第十一章第三節<男装の麗人>

 射るような視線が、切れ長の瞳から放たれ、こちらに向けられている。そこには、微塵も初対面の相手に対する礼儀というものが感じられぬ。


 あるのはただ、拒絶の意のみ。こちらがどのような理由を述べたところで、この女性はそれを受け入れ、是とすることはないであろう。そんなことすら考えさせるほどの、無言の壁を持って女性は近づき、そして歩を止めた。


「この夜更けに、何をしている」


 沙嶺の頭に浮かんだのは、この女性がもしや、警視庁の手の者ではないかということであった。

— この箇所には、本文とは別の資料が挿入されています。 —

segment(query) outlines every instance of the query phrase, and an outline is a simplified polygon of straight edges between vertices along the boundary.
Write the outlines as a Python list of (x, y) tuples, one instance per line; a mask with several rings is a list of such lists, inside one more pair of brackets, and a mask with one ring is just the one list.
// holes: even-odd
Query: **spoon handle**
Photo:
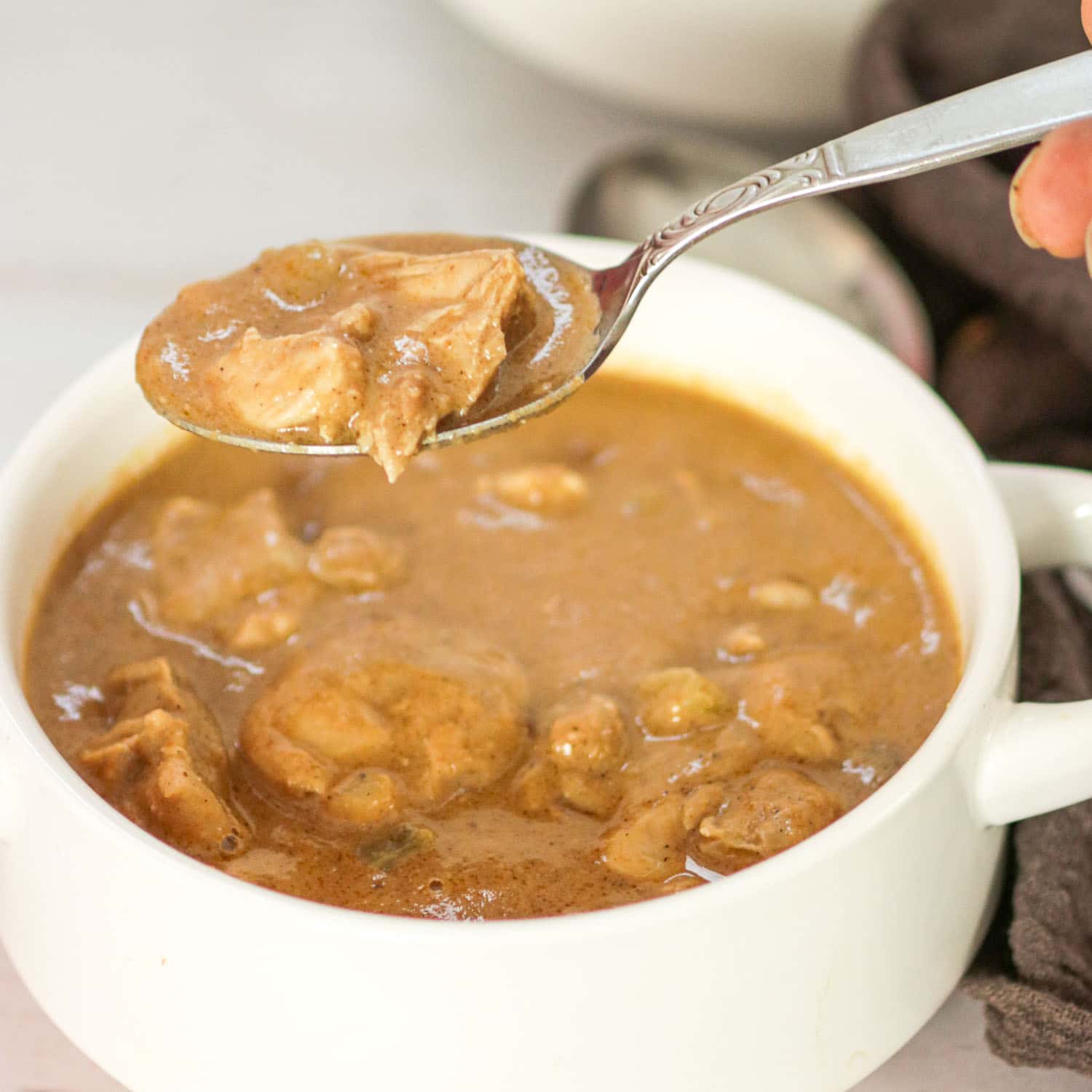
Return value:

 川路大警視不在の今、自分たちはあの加治木という男に狙われている。しかし、それが杞憂であるということを、二人はすぐに気付くことになる。


「すぐに立ち去れ。ここはお前たちのような者が来る場所ではないぞ」


 少なくとも、女性の言葉からは、自分たちのことを知っている様子はなかった。だからといって、この状況が好転するわけではない。


「待てよ、俺たちは……」


 抗議しようと身を乗り出す圭太郎を、沙嶺は手を翳し、制する。


 この場で、必要以上に事を荒立てることは懸命ではないということもあった。


 なにせ、すぐ近くには皇城があるのだ。ここで騒ぎを起こし、あまつさえ天皇陛下に仇名す不逞の輩などという烙印を押されれば、どうなるか知れた事ではない。


 しかし、他にも理由はあった。




 女から感じられた気配は、通常の人の持つそれとは異なっていた。


 常人にあらず、そして馴染みの深い類のもの。それは、この女が自分たちと同じく、何等かの咒法の使い手であるということであった。咒法がどのような種類のものであるか、そこまでを推し量ることは出来ぬ。だがそれでも、沙嶺の知覚は誤ってはいなかった。

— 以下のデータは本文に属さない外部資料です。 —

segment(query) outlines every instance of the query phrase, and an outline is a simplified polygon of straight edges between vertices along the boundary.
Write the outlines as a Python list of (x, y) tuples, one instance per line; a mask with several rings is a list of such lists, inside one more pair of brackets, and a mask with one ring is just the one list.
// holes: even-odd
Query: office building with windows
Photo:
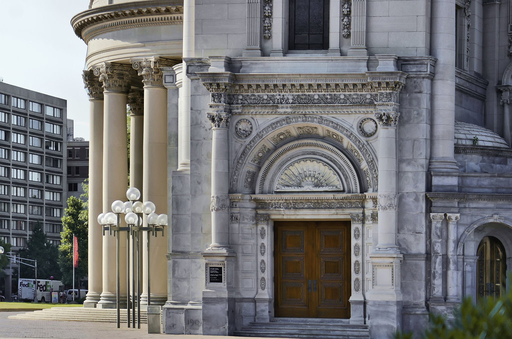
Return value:
[(169, 216), (142, 293), (166, 333), (380, 339), (499, 295), (509, 0), (83, 3), (86, 306), (115, 307), (97, 217), (126, 200), (127, 104), (130, 185)]
[(0, 237), (15, 255), (37, 223), (60, 243), (66, 101), (0, 82)]

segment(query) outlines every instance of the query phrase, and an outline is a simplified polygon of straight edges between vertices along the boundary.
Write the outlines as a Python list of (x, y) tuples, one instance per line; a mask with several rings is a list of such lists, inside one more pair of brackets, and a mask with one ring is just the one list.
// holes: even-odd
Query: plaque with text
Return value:
[(211, 282), (222, 282), (222, 267), (210, 266), (208, 267), (208, 281)]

「お前たちも、ただの僧というわけではなさそうだな?」


 女もまた、自分たちの特殊な能力に気付いたようであった。だが、攻撃を仕掛けてくる気配はない。もしかしたら、女の持つ能力は、そうした分類の力ではないのかも知れぬ。


「私の名は沙嶺、こちらは」


「名前など聞いても仕方あるまい。私は、お前たちと馴れ合うつもりはない」


 言葉の刃が、沙嶺を切り裂くのを、圭太郎は確かに感じた。それほどまでに、女は冷徹な、そして無慈悲な言葉を発していた。

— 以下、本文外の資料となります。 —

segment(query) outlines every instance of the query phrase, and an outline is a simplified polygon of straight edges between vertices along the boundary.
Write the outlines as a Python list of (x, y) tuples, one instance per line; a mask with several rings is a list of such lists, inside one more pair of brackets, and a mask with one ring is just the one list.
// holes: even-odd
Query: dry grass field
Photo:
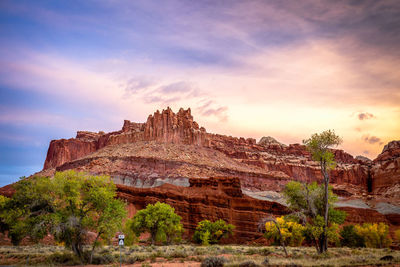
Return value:
[[(400, 251), (369, 248), (330, 248), (318, 255), (314, 248), (288, 248), (286, 258), (280, 247), (255, 246), (131, 246), (121, 249), (124, 266), (201, 266), (221, 261), (223, 266), (400, 266)], [(118, 266), (118, 247), (106, 246), (96, 250), (93, 265)], [(206, 260), (208, 259), (208, 260)], [(60, 246), (2, 246), (0, 264), (13, 266), (82, 265), (70, 251)], [(206, 265), (215, 266), (215, 265)]]

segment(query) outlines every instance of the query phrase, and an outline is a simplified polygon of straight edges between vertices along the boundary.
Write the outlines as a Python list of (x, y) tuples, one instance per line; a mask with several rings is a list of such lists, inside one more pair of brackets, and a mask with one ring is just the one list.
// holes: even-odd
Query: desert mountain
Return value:
[[(340, 196), (337, 205), (351, 214), (347, 220), (398, 228), (400, 141), (387, 144), (373, 161), (333, 153), (338, 164), (331, 183)], [(76, 138), (51, 141), (37, 175), (69, 169), (110, 175), (132, 213), (162, 200), (176, 208), (189, 230), (204, 218), (234, 223), (240, 242), (259, 236), (256, 225), (266, 214), (285, 213), (279, 192), (288, 181), (322, 179), (303, 145), (208, 133), (182, 108), (156, 111), (145, 123), (125, 120), (119, 131), (78, 131)]]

「ちょっと待て、てめえ、こっちが遠慮してりゃいい気に……」


「では、質問させていただきます」


 沙嶺はなおも圭太郎を制し、言葉を続けた。


「最近の、外国人の所業には不穏なものを感じています。それをあなたは、どうお考えでしょうか」


「私が、それに答えるとでも思っているのか?」


 沙嶺の指は、しっかりと圭太郎の襟首を掴んでいる。その指に戒められ、圭太郎はただ女を睨みつけているだけだ。


 拒絶された沙嶺もまた、言葉を発することはない。


 だが沈黙してなお、ここから立ち去る素振りも見せぬ。


 無言の睨み合いは、数分に渡って続けられた。その終焉は、女がふと視線をそらしたことによってもたらされた。


「そんなことを知って、何になる」


「あなたは、この東享が破壊されることを、そんなこととおっしゃるのですね?」


 きりと結ばれた薄い唇が、何かを応えようとして緩み、開く。しかしその奥からは言葉が漏れることはなく、再び閉ざされる。


「その力は、あなたの修練によって鍛え上げられているもの。決して荒削りのままの力ではない……」


 それはつまり、女もまた咒法を学び、咒力を鍛えてきたということだ。自分に、人とは違う力があることを知り、それをさらに高める為に培って来た努力と忍耐。その力をもってすれば、今の東享が霊的に揺らいでいることを知るなど、容易い。


 しかし見たところ、自分たちを除いてそうした外国人による破壊を止める為に動いている者の姿はない。


 何故、自分たちの国を護ろうとはせぬ。欧米列強の傀儡となることを、よしとするのか。霊的な蹂躪を受け入れ、屈服しようというのか。


「答えられよ!」


「……私の名は、春日梓かすがあずさ


 沙嶺の問いとは見当違いな言葉を、女は発した。


「今のお前たちは、その名だけで充分だ。また、会うこともあるだろう」


 梓は、くるりと踵を返す。そのまま桜田門を過ぎ、二人が向かわんとしている先の夜闇の中に姿を消した。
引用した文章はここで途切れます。